Wednesday, 11 July 2012

To smile like a god!

To smile: To express amusement, pleasure, moderate joy, or love and kindness, by the features of the face; to laugh silently.
A mysterious smile: the archaic smile! The significance of this mysterious, thin lipped smile is not known. It is a smile which suggested a feeling of happiness, perhaps echoing the prosperity and relative peace of the time. Artists felt it represented that they were blessed by the gods in their actions.
The ancient Greek approach to life, where everything had a human measure and the passions of the gods did not differ from those of the mortals gave art a new dimension. For the first time in ancient Greek art the world of the gods is not different from that of the mortals, gods and mortals are presented in exactly the same way. Gods are approachable, almost friendly. The Greek ideal of beauty involved Gods looking like humans and humans looking like Gods!
The archaic smile could not have existed without this kind of ideological background.
The archaic smile, the main characteristic of the archaic art expresses the joy and exultation of man before the miracle of life.
The ancient Greek artist invented his own self and became the creator of god and man alike in a universe of perfect formal proportions, idealized aesthetic values and a newly found sense of freedom. This was a freedom from barbarism and tyranny and a transition towards self-determination. The sculptures of Greece, more than any other art form, are the pure expression of freedom, self-consciousness, and self-determination.

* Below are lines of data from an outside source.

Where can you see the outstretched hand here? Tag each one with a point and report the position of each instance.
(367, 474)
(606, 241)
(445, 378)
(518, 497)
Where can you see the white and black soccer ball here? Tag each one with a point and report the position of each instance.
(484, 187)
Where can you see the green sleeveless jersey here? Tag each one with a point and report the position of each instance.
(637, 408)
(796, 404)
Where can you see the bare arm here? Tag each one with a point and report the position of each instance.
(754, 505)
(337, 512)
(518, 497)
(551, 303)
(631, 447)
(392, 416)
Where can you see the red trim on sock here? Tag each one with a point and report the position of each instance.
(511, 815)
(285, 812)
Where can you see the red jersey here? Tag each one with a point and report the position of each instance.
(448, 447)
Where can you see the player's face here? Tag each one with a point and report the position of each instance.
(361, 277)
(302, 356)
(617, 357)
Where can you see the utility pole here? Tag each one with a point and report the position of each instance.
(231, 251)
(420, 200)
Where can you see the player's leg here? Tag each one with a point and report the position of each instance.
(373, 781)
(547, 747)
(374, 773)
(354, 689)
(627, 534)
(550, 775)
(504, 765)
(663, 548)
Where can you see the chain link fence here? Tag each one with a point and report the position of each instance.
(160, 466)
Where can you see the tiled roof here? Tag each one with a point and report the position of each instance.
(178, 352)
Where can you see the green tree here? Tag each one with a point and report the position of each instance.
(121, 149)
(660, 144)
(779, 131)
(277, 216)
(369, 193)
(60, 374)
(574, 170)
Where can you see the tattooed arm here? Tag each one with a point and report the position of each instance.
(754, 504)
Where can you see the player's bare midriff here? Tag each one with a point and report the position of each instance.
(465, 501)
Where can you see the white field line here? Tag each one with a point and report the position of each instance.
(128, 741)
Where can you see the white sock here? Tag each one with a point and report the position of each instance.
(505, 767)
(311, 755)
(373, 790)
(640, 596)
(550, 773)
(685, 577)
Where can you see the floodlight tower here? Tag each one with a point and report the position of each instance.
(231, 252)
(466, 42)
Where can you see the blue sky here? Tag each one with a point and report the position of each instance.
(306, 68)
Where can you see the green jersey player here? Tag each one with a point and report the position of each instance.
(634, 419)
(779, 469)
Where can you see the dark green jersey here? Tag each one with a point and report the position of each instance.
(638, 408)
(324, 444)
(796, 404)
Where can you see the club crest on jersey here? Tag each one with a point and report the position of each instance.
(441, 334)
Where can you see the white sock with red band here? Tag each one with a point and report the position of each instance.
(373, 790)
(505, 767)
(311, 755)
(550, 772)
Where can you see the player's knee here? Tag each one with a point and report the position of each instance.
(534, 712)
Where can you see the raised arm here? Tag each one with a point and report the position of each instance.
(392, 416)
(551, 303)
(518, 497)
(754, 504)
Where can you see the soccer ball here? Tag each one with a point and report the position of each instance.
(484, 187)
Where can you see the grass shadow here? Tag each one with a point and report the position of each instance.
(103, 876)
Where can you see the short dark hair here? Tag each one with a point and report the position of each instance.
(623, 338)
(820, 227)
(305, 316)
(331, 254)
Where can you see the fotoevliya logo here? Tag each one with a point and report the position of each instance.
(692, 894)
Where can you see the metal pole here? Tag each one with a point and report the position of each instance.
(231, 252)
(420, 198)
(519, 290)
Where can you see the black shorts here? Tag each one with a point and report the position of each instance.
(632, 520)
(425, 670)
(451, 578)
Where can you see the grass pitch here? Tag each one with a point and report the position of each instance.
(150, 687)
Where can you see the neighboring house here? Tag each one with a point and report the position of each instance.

The journey of sculpture in ancient Greece begins with the kouroi (the majestic naked young men who represent eternal youth, beauty and power) and the korai (the clothed young maidens, obedient and immobile, representing feminine grace and humility). On their faces a mysterious smile bestowing a sense of abundant vivacity, both expressing the trust to the human power.
Archaic art is a silent witness to the extraordinary development western society was about to undertake. The Kouros and Kori statues stand before a cultural revolution, all muscles tense, like a spring about to burst with energy into an extraordinary wave of classical thought. They stand with meaningful smiles, as if they knew what was about to occur: the classical era and the Golden Age of Greek thought.
How far away are we from this approach?